Daytona Beach Hotels

The main drag in Daytona is S. Atlantic Avenue, also known as 1A (and called Ocean Shore Blvd on the north part of Daytona Beach), which runs right along the beachfront. Most of the resorts and hotels and lined up along this main thoroughfare. Peninsula Dr, also known as Hwy 441, runs parallel to Atlantic, a few big blocks to the west, along most the length of the peninsula. Chances are, you'll want to stay somewhere near this beach front locale. Here are some of the top hotels in Daytona Beach:
  • Bahama House - 2001 South Atlantic Ave (daytonabahamahouse.com) - great oceanfront resort with affordable rooms (starting around $130).
  • Perry's Ocean Edge Resort - 2209 South Atlantic Ave (perrysoceanedge.com) - another oceanfront hotel, with 2 pools, and rooms for under $150, and lots of kid friendly activities.
  • Fairfield Daytona Ocean Walk Resort - 300 North Atlantic Avenue (oceanwalk.com) - great art deco design, located on the pedestrian only zone, you can get 1, 2, and 3 bedroom condos here. Rates begin at under $200.
  • Holiday Inn Daytona Beach - 930 North Atlantic Ave - only complaint here is some limited parking, though larger lot is right across street. Great location overall and many rooms for under $200.
  • Hilton Daytona Beach - (at Ocean Walk Village) 100 N Atlantic Ave - a great Hilton location, nice rooms, good service, though pool is a little small. Overall, perfect location and nice hotel, rooms start around $200.

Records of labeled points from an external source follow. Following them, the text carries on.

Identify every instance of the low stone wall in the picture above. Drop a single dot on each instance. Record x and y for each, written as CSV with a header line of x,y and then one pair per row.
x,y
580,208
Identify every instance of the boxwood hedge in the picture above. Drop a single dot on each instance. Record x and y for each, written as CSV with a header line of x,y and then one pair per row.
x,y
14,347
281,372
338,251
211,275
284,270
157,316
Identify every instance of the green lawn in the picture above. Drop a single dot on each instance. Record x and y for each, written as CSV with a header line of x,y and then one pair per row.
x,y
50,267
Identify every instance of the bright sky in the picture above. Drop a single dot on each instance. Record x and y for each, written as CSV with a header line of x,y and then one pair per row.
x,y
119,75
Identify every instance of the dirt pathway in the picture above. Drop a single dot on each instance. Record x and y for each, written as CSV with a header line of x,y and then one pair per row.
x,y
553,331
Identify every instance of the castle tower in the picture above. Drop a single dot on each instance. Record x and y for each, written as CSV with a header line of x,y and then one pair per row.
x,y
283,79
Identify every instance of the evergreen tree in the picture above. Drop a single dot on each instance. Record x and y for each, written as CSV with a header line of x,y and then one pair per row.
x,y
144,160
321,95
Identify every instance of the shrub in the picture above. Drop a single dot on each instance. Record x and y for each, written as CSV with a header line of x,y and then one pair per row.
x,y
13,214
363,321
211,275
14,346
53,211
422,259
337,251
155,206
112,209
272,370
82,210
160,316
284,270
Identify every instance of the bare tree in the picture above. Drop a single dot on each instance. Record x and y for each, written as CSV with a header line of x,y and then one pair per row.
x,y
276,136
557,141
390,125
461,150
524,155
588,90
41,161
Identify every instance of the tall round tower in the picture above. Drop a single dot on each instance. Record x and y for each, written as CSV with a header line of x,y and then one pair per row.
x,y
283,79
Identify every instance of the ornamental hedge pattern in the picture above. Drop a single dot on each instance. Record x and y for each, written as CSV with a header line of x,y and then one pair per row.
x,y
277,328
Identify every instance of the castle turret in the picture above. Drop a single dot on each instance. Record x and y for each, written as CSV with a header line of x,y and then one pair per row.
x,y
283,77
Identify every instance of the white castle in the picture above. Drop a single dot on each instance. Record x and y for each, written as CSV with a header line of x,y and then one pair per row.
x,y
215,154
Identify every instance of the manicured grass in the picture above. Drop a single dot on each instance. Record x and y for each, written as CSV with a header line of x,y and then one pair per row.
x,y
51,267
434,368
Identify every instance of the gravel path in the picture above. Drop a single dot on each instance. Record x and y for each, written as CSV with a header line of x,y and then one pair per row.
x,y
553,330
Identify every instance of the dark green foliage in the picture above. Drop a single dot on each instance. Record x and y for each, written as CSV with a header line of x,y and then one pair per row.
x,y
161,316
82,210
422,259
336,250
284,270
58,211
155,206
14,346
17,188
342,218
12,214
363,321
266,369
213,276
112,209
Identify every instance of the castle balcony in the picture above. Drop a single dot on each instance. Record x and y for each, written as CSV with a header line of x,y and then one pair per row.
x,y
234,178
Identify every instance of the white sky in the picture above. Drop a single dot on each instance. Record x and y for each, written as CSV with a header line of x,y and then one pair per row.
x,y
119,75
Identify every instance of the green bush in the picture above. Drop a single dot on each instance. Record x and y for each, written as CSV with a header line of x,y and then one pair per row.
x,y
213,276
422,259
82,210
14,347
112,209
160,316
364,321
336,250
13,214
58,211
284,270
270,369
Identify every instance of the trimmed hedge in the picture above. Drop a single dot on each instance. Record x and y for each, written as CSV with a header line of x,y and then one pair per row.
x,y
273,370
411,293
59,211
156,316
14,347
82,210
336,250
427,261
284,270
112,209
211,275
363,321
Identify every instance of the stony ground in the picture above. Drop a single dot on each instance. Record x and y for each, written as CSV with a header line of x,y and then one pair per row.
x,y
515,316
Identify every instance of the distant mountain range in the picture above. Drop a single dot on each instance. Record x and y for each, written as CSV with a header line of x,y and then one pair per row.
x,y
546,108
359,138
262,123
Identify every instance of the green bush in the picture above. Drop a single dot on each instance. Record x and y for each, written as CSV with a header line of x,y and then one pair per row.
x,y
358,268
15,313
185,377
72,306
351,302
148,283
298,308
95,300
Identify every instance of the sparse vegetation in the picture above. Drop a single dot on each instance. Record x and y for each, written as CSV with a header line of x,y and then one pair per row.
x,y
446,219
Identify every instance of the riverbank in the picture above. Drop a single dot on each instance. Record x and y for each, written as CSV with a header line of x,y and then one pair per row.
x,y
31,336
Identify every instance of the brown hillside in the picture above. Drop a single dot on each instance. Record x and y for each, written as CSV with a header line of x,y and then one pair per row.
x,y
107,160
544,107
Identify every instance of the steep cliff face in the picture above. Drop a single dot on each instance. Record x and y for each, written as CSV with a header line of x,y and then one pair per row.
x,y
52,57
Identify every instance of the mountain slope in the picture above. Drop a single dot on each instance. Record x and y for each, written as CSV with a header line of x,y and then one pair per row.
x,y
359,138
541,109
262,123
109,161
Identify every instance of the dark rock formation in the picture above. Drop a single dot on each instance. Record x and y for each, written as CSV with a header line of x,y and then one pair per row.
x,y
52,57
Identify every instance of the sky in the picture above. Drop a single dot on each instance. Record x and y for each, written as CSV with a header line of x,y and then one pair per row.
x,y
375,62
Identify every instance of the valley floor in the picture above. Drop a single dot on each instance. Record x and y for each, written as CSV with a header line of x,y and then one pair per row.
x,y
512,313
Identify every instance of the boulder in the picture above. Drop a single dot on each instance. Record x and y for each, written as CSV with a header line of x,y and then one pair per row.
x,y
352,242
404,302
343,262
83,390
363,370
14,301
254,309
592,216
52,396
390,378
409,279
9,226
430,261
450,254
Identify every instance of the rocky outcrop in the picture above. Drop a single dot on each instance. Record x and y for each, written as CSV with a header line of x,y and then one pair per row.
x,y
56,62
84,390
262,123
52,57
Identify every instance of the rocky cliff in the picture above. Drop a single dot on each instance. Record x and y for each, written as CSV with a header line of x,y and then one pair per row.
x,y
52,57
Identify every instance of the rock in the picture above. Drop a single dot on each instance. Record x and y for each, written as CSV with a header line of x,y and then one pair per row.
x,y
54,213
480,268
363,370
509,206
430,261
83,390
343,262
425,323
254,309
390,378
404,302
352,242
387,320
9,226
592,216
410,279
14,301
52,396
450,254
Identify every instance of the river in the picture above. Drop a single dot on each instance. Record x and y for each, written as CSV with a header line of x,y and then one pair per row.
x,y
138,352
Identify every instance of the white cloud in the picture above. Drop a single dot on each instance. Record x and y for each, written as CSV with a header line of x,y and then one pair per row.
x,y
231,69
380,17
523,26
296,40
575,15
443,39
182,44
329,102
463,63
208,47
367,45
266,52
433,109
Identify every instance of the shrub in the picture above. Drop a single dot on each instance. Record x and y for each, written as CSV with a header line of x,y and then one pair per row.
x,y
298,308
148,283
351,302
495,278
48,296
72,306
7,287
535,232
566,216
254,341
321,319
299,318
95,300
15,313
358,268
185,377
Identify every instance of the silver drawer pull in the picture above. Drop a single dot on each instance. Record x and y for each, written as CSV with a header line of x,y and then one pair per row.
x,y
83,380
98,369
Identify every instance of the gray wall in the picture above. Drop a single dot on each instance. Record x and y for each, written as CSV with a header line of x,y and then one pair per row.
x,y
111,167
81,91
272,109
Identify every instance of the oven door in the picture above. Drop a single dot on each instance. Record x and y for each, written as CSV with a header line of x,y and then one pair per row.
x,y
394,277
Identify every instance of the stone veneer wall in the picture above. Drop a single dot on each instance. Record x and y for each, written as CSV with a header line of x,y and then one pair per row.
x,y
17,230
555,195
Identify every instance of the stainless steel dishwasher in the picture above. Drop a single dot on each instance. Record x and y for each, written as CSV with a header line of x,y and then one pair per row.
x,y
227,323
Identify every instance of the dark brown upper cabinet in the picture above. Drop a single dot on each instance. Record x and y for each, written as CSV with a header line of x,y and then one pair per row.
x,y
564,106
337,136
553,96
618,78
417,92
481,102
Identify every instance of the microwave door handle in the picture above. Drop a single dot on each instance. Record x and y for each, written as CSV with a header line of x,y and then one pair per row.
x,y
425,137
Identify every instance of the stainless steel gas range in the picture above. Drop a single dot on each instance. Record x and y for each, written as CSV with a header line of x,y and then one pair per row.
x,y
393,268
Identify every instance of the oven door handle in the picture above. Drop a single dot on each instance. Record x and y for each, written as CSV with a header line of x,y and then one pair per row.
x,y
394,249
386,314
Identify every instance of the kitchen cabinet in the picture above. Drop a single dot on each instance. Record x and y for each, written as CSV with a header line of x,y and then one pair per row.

Best Daytona Beaches and Parks

Stretching for 23 miles, there are plenty of different places to check out in and around Daytona. Ormond-by-the-Sea is at the northern end, and offers a quieter beach experience. Tom Renick Park is the main public beach here, with full facilities. Bicentennial Park straddles the road, with beach access on one side and park on the other, complete with ball fields, basketball courts, etc. Oceanfront Park in Daytona Beach is always a happening spot. Around the pier, there is a long pedestrian only stretch that keeps cars away from the beach. Sun Splash Park is another popular spot just south of DB with some shade and water fountains for kids to play in. Way south is Ponce Inlet and the Lighthouse Point Park -- again this is a much calmer area than Daytona Beach central. New Smyrna Beach has more than 10 miles of open beach and is one of the safest beaches with no riptides. Finally, consider Mary McLeod Bethune Beach Park -- we've picnicked and sunbathed here, and enjoy the boardwalk along the ocean. Be sure to spend some time around Ocean Walk Village as well -- the famous Bubba Gump Shrimp Co restaurant is here, good for lunch or dinner.